ScanType and ScanOrder were also parameter fields that had no definitions, so I didn’t have anything to go off of when creating the definitions, which is why I was reaching for some better understanding through the above sources. There are still some subfields that are a bit ambiguous to me and I am working through how to make them more clear, like
ScanType_StoreMethod_FieldsPerBlock being more informative than something like “Count of fields per container block” (my working definition, which doesn’t explain a lot). This will get a second pass later.
MPEG format settings
Going through MediaInfo Video stream parameters, I ended up accidentally learning a bit more about specific encoding patterns found in the MPEG family of codecs, due to the many different format setting options. Here are some of them and links with more information (mostly just to wikipedia).
- BVOP, PVOP, NVOP: I was aware of types of frames and their meanings, but not referred to in this way. Bidirectional, Predictive, and Null.

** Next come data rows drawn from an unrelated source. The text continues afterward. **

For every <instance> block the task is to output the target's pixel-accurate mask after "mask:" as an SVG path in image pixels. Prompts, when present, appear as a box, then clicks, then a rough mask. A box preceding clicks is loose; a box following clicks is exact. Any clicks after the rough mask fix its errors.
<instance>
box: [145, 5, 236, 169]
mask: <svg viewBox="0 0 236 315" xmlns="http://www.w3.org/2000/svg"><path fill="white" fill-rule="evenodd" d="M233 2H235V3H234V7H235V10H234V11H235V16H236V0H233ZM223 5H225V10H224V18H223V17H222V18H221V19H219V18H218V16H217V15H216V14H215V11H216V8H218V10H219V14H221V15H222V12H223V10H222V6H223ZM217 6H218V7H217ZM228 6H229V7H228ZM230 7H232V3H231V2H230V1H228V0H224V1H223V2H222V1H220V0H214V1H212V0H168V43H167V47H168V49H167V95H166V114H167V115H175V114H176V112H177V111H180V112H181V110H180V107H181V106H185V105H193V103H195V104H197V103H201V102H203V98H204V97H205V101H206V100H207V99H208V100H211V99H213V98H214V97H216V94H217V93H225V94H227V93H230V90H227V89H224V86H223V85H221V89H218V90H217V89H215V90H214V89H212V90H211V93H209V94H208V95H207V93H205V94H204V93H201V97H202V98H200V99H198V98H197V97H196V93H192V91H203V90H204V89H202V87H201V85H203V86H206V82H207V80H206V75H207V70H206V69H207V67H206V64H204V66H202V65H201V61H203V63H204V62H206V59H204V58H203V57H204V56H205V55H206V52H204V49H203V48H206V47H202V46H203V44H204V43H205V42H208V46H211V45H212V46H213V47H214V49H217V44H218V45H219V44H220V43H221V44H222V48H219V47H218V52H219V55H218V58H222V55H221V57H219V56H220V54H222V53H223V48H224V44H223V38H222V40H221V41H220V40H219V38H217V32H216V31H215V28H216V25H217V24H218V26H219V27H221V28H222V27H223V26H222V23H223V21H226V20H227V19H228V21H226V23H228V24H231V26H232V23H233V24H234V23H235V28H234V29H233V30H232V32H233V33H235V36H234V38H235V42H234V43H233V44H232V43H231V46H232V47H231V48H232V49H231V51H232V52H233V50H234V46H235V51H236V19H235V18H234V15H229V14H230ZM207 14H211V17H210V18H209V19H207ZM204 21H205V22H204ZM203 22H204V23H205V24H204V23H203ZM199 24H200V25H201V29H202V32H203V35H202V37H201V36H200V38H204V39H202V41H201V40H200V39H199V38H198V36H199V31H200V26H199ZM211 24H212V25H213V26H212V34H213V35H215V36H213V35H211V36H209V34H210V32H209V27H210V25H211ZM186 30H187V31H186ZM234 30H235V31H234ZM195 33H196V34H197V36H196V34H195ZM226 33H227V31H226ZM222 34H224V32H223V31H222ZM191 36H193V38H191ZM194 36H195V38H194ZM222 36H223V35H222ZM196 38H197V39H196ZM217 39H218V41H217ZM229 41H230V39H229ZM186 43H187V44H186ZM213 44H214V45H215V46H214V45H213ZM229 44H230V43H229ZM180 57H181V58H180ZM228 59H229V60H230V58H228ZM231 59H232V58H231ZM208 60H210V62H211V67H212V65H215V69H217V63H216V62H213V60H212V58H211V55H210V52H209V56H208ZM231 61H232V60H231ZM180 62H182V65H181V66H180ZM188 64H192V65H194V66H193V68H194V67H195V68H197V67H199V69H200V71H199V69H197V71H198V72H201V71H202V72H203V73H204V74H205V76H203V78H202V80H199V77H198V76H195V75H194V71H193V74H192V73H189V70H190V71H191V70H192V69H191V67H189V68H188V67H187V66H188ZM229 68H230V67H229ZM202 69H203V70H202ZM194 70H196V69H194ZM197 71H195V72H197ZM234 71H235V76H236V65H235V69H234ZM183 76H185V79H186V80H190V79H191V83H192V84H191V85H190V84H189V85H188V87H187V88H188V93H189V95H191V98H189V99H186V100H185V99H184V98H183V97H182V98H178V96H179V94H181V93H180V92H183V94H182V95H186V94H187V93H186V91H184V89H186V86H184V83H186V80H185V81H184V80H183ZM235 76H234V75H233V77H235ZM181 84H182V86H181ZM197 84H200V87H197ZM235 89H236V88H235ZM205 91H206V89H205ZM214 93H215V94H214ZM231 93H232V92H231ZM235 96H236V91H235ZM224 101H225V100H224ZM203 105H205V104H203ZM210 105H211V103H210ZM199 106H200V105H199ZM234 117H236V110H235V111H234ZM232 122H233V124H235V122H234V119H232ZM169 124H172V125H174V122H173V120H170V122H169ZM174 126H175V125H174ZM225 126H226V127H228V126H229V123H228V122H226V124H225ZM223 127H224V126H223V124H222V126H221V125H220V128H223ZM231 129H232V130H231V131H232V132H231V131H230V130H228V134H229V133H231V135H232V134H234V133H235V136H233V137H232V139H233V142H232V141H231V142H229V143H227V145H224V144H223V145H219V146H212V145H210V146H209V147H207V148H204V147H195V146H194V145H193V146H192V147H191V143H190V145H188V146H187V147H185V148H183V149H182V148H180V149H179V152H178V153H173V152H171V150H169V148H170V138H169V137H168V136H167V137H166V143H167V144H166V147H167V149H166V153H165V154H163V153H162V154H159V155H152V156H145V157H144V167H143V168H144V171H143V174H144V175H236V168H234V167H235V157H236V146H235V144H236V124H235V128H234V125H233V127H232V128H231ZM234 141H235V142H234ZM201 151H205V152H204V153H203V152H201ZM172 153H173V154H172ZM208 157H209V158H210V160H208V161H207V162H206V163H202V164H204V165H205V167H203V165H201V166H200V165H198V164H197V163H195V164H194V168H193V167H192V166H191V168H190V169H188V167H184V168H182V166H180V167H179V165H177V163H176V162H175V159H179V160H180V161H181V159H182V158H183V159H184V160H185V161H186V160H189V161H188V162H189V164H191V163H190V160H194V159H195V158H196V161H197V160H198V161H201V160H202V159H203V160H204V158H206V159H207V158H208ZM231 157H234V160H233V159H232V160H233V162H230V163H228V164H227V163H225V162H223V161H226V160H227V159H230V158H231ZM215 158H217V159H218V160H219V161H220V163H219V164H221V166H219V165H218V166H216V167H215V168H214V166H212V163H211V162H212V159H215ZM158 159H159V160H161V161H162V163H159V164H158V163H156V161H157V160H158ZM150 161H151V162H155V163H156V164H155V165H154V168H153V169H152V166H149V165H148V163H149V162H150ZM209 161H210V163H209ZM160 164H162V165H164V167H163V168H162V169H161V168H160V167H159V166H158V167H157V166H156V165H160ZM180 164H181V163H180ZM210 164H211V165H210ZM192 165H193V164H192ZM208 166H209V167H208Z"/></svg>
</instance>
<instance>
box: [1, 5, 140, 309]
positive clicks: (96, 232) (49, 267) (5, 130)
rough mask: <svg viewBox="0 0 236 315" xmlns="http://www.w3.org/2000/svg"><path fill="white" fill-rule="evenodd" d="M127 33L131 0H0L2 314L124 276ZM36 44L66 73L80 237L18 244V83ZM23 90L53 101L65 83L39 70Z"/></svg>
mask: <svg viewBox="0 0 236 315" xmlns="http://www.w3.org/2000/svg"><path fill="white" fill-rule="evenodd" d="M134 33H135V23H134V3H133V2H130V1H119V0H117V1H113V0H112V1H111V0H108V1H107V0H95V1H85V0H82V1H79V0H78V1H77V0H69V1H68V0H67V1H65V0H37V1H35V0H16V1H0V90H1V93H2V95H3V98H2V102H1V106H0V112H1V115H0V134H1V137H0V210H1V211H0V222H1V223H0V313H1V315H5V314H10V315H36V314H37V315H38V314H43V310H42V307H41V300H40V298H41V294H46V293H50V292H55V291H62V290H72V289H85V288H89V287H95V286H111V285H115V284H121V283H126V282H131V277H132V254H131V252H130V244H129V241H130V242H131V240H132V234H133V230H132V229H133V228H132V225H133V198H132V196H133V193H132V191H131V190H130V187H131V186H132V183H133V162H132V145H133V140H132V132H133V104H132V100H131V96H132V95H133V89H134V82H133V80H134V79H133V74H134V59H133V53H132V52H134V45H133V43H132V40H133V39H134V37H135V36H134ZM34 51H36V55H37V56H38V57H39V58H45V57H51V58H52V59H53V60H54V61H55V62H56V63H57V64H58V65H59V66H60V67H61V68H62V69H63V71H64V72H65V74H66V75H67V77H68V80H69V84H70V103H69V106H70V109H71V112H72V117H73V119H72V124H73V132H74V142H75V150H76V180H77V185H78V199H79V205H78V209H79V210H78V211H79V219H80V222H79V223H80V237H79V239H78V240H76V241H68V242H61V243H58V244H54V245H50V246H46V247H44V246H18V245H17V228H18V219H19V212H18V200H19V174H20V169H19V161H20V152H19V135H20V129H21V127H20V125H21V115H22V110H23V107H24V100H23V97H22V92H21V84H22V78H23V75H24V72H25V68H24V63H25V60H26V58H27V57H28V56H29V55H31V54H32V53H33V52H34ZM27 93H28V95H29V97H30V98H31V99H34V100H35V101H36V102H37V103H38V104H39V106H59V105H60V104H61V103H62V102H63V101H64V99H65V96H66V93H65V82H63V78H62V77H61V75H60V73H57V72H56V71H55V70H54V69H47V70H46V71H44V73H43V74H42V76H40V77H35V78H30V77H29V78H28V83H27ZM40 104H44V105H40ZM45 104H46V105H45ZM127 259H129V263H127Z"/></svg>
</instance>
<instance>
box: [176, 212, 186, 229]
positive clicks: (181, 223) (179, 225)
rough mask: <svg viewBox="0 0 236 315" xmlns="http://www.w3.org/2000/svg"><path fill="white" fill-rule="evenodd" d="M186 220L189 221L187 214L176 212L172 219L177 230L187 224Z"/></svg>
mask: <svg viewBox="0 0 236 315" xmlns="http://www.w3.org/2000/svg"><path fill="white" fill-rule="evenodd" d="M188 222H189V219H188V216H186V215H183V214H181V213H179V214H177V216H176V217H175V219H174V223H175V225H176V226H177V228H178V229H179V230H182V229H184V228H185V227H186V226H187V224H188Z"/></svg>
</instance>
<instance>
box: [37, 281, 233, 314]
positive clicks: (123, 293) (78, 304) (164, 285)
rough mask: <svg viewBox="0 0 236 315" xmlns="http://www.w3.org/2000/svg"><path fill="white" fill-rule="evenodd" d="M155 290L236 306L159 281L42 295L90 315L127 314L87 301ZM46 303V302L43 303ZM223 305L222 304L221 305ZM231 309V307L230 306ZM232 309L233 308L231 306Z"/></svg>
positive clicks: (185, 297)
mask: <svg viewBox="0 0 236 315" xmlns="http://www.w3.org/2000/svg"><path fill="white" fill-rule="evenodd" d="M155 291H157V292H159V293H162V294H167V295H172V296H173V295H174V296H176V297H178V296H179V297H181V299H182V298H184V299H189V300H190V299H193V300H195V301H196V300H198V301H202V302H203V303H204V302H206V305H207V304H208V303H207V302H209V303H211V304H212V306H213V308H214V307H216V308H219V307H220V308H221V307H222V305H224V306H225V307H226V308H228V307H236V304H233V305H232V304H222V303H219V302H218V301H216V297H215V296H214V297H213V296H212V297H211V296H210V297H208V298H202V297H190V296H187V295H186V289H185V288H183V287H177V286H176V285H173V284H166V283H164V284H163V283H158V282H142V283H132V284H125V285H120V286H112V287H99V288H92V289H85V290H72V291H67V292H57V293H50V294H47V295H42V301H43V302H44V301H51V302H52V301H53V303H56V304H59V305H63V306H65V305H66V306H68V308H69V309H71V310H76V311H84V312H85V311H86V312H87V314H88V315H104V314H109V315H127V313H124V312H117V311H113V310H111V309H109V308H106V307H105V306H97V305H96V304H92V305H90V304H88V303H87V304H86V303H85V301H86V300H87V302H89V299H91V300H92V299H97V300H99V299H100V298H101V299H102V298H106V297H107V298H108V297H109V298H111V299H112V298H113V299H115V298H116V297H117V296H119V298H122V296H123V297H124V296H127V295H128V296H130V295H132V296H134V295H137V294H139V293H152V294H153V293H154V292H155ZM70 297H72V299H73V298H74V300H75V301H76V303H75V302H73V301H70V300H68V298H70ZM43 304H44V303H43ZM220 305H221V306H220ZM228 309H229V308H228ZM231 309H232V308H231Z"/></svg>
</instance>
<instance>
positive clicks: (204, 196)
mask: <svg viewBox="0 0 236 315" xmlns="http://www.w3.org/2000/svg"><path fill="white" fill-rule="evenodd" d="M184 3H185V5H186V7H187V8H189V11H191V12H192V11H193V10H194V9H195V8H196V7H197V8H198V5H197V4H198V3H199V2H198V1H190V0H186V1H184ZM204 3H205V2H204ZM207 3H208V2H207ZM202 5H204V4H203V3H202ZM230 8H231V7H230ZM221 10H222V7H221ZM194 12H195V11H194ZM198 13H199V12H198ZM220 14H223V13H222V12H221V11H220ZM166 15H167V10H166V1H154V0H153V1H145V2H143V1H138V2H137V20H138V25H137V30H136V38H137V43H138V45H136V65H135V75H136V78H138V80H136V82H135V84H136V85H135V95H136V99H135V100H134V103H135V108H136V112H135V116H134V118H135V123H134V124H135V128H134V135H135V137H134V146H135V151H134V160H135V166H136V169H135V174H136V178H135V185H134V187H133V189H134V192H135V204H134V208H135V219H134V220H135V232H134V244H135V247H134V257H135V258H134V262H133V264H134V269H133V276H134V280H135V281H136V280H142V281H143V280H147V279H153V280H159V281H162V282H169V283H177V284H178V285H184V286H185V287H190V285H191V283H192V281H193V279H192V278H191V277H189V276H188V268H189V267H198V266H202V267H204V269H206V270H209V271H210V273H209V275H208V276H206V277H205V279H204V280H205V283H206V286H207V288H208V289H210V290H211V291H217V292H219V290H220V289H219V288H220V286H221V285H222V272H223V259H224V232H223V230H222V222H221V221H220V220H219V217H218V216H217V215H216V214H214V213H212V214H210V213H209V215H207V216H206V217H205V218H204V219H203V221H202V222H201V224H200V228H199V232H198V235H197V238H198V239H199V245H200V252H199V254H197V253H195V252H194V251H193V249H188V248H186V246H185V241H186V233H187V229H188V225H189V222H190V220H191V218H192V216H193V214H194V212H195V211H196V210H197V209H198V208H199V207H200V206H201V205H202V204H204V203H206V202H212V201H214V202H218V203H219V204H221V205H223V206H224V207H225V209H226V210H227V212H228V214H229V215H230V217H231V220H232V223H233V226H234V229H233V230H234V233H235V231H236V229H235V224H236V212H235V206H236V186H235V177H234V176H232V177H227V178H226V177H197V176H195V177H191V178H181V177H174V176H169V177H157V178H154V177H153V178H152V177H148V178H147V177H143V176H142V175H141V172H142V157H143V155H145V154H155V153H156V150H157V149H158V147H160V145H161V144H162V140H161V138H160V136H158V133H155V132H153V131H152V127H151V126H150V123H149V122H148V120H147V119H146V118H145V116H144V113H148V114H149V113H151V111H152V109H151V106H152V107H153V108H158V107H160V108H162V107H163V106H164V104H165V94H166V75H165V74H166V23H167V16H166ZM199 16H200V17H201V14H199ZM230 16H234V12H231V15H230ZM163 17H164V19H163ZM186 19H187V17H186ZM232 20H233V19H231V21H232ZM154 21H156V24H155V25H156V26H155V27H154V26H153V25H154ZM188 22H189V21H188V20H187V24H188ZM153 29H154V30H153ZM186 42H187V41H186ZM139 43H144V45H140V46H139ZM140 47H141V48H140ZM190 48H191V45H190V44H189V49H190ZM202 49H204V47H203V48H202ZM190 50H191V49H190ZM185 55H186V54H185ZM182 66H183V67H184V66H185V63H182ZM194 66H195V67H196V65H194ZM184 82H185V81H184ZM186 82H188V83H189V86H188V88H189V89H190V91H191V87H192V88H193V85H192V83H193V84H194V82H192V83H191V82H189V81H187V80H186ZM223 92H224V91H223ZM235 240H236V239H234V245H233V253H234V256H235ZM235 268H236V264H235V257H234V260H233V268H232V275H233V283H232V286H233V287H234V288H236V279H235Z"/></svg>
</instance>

- QPel: Hmm, “a quarter of the distance between pixels”? Sounds cool and grateful to the people who figured all of this out.
- GMC: A pattern implemented for compression, again with the transforms.
- CABAC: A way to achieve lossless compression, but also used in lossy compression
Other things I didn’t know much about
- Multiview Video Encoding: This is for stereoscopic video (with multiple camera angles).
- Active Format Description: Some TV metadata!
- Advanced Encryption Standard: MediaInfo has a field for encryption information, but it is only implemented with this Rijndael block cipher standard.